The hybrid storage capability of the Cloud format makes it suitable for complex OLAP applications that need to handle large amounts of data writes and frequent queries. Whether you are looking for a high-performance data analysis solution in a cloud infrastructure or dealing with large datasets in a traditional data center environment, Cloud can provide strong support.

Usage

Create a Cloud table

In SynxDB Cloud, the Cloud format is the default storage format for newly created tables. You do not need any special configuration.

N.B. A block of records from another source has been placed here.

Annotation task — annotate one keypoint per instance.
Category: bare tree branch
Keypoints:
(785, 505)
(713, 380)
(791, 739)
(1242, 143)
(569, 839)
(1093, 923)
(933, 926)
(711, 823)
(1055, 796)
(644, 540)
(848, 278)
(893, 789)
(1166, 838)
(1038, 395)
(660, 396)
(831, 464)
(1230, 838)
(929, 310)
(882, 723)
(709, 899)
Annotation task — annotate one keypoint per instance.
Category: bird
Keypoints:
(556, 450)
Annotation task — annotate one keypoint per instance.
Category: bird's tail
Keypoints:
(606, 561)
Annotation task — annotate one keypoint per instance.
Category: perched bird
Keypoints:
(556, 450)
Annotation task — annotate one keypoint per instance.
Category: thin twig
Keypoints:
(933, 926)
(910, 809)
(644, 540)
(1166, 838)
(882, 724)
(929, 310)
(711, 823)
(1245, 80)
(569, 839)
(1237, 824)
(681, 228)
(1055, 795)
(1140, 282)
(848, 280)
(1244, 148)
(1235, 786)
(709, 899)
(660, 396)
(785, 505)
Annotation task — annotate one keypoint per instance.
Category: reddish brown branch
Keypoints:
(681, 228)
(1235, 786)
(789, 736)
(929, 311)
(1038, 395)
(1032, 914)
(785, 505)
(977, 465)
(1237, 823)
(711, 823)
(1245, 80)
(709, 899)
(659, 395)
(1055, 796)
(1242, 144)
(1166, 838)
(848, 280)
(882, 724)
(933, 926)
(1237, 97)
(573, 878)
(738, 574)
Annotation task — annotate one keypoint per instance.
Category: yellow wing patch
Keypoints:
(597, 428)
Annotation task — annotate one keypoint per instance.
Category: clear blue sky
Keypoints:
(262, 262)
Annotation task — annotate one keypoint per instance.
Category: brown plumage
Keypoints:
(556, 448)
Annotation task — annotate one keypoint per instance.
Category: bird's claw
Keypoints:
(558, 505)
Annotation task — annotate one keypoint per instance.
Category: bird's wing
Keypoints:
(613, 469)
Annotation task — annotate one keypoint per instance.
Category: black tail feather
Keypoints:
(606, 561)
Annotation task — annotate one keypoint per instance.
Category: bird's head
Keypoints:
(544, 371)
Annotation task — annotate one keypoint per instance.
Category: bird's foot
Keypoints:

The syntax for creating a table is the same as the standard SQL syntax:

-- t1 will automatically use the Cloud storage format
CREATE TABLE t1(a int, b int, c text);

If you specify another storage format in the CREATE TABLE statement using the USING clause (for example, heap or hybrid), the system will ignore the clause and automatically use the Cloud format. At the same time, the system will return a WARNING message indicating that the USING clause is kept only for grammar compatibility.

For example:

postgres=# CREATE TABLE my_test_heap (id int) USING heap;
WARNING:  table AM has beed auto defined, `using` clause is only for grammar compatible.
CREATE TABLE

When creating a table, you can also specify minimum and maximum value information for certain columns to speed up queries:

-- Use WITH(minmax_columns='b,c') to specify that columns b and c
-- should record min and max statistics.
-- This helps optimize queries involving these two columns,
-- because the system can quickly determine which data blocks might contain matching data.
CREATE TABLE p2(a INT, b INT, c INT) WITH(minmax_columns='b,c');

INSERT INTO p2 SELECT i, i * 2, i * 3 FROM generate_series(1,10)i;

-- because column b has minmax statistics,
-- the system can quickly locate the data blocks that might contain the value, speeding up the query.
SELECT * FROM p2 WHERE b = 4;

-- Similarly, because of the minmax information on column b, the system can quickly determine that no data blocks can meet this condition
-- (if all generated values are positive), possibly returning no data immediately and avoiding unnecessary data scans.
SELECT * FROM p2 WHERE b < 0;

View the format of an existing table

To check whether a table is in Cloud format, you can use one of the following methods:

  • Use the psql command \d+:

    gpadmin=# \d+ t1
                                                Table "public.t1"
    Column |  Type   | Collation | Nullable | Default | Storage  | Compression | Stats target | Description
    --------+---------+-----------+----------+---------+----------+-------------+--------------+-------------
    a      | integer |           |          |         | plain    |             |              |
    b      | integer |           |          |         | plain    |             |              |
    c      | text    |           |          |         | extended |             |              |
    Access method: cloud
    
  • Query the system catalog tables pg_class and pg_am:

    SELECT relname, amname FROM pg_class, pg_am WHERE relam = pg_am.oid AND relname = 't1';
    
    relname | amname
    ---------+--------
    t1      | cloud
    (1 row)
    

Clustering support

The CLUSTER feature in SynxDB Cloud is a mechanism for physically sorting and optimizing table data. Its primary purpose is to improve query performance by reorganizing the physical storage order of data.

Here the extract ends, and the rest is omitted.